O Governo Provisório da República dos Estados Unidos do Brasil constituído pelo Exército e Armada, em nome da Nação, decreta:

Art. 1º – É conservada como Hino Nacional a composição musical do maestro Francisco Manuel da Silva.

Art. 2º – É adotada sob o título de Hino da Proclamação da República a composição do maestro Leopoldo Miguez, baseada na poesia do cidadão José Joaquim de Campos da Costa de Medeiros Albuquerque.

O Hino Nacional do Brasil

 

Parte I

Ouviram do Ipiranga as margens plácidas
De um povo heróico o brado retumbante,
E o sol da liberdade, em raios fúlgidos,
Brilhou no céu da pátria nesse instante.
Se o penhor dessa igualdade
Conseguimos conquistar com braço forte,
Em teu seio, ó liberdade,
Desafia o nosso peito a própria morte!
Ó Pátria amada,
Idolatrada,
Salve!
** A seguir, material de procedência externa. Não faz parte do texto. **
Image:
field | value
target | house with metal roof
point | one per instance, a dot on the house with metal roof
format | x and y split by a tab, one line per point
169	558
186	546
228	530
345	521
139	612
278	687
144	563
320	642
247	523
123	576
Salve!
Brasil, um sonho intenso, um raio vívido
De amor e de esperança à terra desce,
Se em teu formoso céu, risonho e límpido,
A imagem do Cruzeiro resplandece.
Gigante pela própria natureza,
És belo, és forte, impávido colosso,
E o teu futuro espelha essa grandeza.
Terra adorada,
Entre outras mil,
És tu, Brasil,
Ó Pátria amada!
Dos filhos deste solo és mãe gentil,
Pátria amada,
Brasil!

Parte II

Deitado eternamente em berço esplêndido,
Ao som do mar e à luz do céu profundo,
Fulguras, ó Brasil, florão da América,
Iluminado ao sol do Novo Mundo!
Do que a terra, mais garrida,
Teus risonhos, lindos campos têm mais flores;
“Nossos bosques têm mais vida”,
“Nossa vida” no teu seio “mais amores.”
Ó Pátria amada,
Idolatrada,
Salve! Salve!
Brasil, de amor eterno seja símbolo
O lábaro que ostentas estrelado,
E diga o verde-louro dessa flâmula
– “Paz no futuro e glória no passado.”
Mas, se ergues da justiça a clava forte,
Verás que um filho teu não foge à luta,
Nem teme, quem te adora, a própria morte.
Terra adorada,
Entre outras mil,
És tu, Brasil,
Ó Pátria amada!
Dos filhos deste solo és mãe gentil,
Pátria amada,
Brasil!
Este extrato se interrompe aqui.